Simeon Maskrey QC, head of 7 Bedford Row, and David Westcott QC of Outer Temple Chambers were asked to take the roles of opposing counsel, with the caveat from both that they were not reflecting their own views.
The current government consultation questions the legal basis for setting the discount rate, derived from the 1998 House of Lords ruling in Wells v Wells. The Lords said that claimants were not in the position of ordinary, prudent investors and so calculated the return to be expected on the investment of damages by reference to low-risk index-linked government stocks (ILGS).
Speaking for a reduction in the rate, Mr Maskrey said there was “no justification” for classing claimants as a special case. While using ILGS sought to minimise any ‘market risk’ – that the yield will not keep pace with inflation or not be honoured – he argued that the approach failed to take into account ‘uncertainty’ risk (that the yield will not provide an adequate return for what the claimant wants or needs because costs are increasing at a greater rate).
There was also the ‘shortfall’ risk where claimants compromise certain heads of loss to achieve a settlement, leaving a hole which they need to fill through investment.
As a result claimants do not, in reality, invest solely in ILGS – even the Court of Protection does not, Mr Maskrey noted – and instead have a mixed portfolio aimed at securing a higher return to fill the gap created by these three risks.

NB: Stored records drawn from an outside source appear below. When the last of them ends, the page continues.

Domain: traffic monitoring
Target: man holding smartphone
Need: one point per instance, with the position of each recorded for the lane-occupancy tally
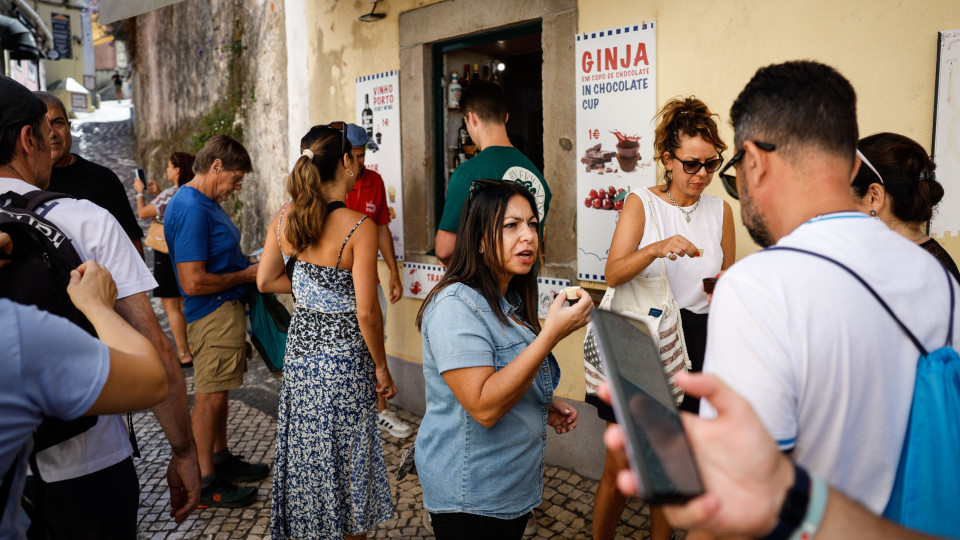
(83, 179)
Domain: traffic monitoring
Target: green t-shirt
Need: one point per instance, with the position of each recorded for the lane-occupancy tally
(493, 163)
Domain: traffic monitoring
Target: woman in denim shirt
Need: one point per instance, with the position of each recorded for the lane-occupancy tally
(489, 372)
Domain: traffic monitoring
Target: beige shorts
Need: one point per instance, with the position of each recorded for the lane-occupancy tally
(219, 349)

He asked why the House of Lords ignored “what claimants are actually going to do in favour of what they won’t do”. In virtually all other circumstances, he observed, “the law asks a claimant what they are going to do and then gives them the damages to do it”.

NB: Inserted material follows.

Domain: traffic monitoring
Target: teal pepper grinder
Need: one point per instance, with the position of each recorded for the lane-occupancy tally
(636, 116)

On the other side, Mr Westcott said that to suggest claimants have an appetite for risk, or ought to be required to take risk, mistakes the relationship between investment and risk in their situation.
“Ordinary investors counternance – or even embrace – risk because they choose to invest their money,” he said. “Claimants are required to invest their damages through no choice of their own… There is no reason why claimants should be the only category of investors required to take a risk for the benefit of someone else [by reducing the amount of money defendants are required to pay].”
Saying the “law has always been clear that what the successful claimant will actually do with the money awarded is irrelevant”, Mr Westcott insisted that even if a claimant does invest in higher-risk equities, any return is not over-compensation but – like for any successful investor – a return for taking that risk.
Mr Westcott said the ruling in Wells and in later cases showed that judges regarded the use of a very low-risk option like ILGS as a “critical component” in the application of the 100% compensation principle. “To take the use of ILGS, without establishing that a better tool for the assesment of loss exists, is to attack the 100% principle itself.” Given that the yields from ILGS have sunk to zero since the financial crisis, the discount rate too should fall, he added.
Both barristers agreed, however, that there was a debate to be had about whether to maintain the 100% compensation principle.
Kennedys partner Christopher Malla said: “We see the strong force in the case for setting the discount rate by reference to what claimants actually do with their damages.
“The onus is on claimants wanting a reduction to the discount rate to provide evidence they invest solely in ILGS and not a mixed portfolio and that their compensation runs out because it is insufficient. To date this evidence has not been disclosed and I can only assume it is not available.”
Today, the new president of the Association of Personal Injury Lawyers, Matthew Stockwell, will highlight the future of the discount rate as one of the key issues for his members over the next year.